In the end, “Wuthering Heights” is more science fiction than “Frankenstein”, and better science fiction than “Frankenstein”.
“Frankenstein” has its good points, too, of course. There’s a reason it’s so bloody famous, aside from its Romantic either-or-ism about sensory living vs. intellectual living.
It’s a continents-spanning adventure. The outer frame story is an intrepid ship crew seeking an arctic passage; they encounter the monster and then Victor Frankenstein in pursuit, both on dog-powered sledges crossing a sea of ice. Exotic! The main story spans Switzerland, Germany, then-Holland, England, Scotland, the Orkney Islands, Ireland and back, from well-to-do homes to rustic cottages, woods, boats, ships, oceans, rivers and lakes, horses and horse-drawn carriages, mountains and glaciers, universities, and prisons. It’s NOT a castle, a la-bor-a-tor-y, and then villagers with pitchforks as in greatly simplified pop culture presentations.
The original idea behind Victor’s creation of a man from scratch (by chemically/alchemically animating inanimate matter, NOT surgically joining cadaver parts and hitting it with electricity) must have been frighteningly plausible at a time when the nature of life and cell death were still not understood, and life itself seemed a magical property.
Anyone with a heart would feel the weight of all the tragedies depicted, especially since people in 1818 were dying left and right from colds and anguish, according to both novels. Readers would have felt the pangs from direct experience. Note that Mary Shelley herself lost several children and her husband to the grim reaper shortly after this novel was published (anonymously, when she was 20). She would not have been unfamiliar with death. And as a reminder, poor Emily died the year after her masterwork was published. The late 1700s and early 1800s sucked.

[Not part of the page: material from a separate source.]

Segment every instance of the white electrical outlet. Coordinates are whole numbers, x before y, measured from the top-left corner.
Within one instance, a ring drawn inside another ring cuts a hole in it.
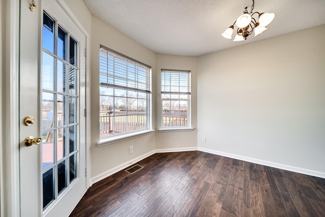
[[[128,147],[128,153],[133,153],[133,145]]]

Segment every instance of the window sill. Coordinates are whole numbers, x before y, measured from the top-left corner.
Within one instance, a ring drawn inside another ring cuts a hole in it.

“Frankenstein” has definitely been Frankensteined by pop culture simplifications. Nevertheless, even after reading the novel I stand by my statement comparing “Wuthering Heights” to “Frankenstein” — the older work really does come across as simplistic and pop compared to “Wuthering Heights”. Do they have different purposes? Am I comparing apples to oranges? I’m not so sure — Shelley contrives “Frankenstein” to be about the dangers of being intellectual and having ambitions to discovery, which creates a monster. Brontë shows how closed-mindedness and blindly following traditions created believable monsters with equally tragic and far more believable results. They’re very similar, as I see it, but Brontë’s character motivations and responses are all organic, whereas Shelley’s are forced in order to match the Lucifer myth. There is “playing god” in “Wuthering Heights”, committed by men as a matter of course in the cultural norms of the time, with a similar warning about it but without the “mad scientist” anti-intellectualism. It makes me wonder if Brontë intentionally wrote “Wuthering Heights” as a response to “Frankenstein”. If so, then “Frankenstein” might’ve been worth it.
Give Mary a break, you say, she was only 19, whereas Emily was a wily old 28. :)
Judge for yourself. Read (or re-read) them both. Project Guttenberg has a free version.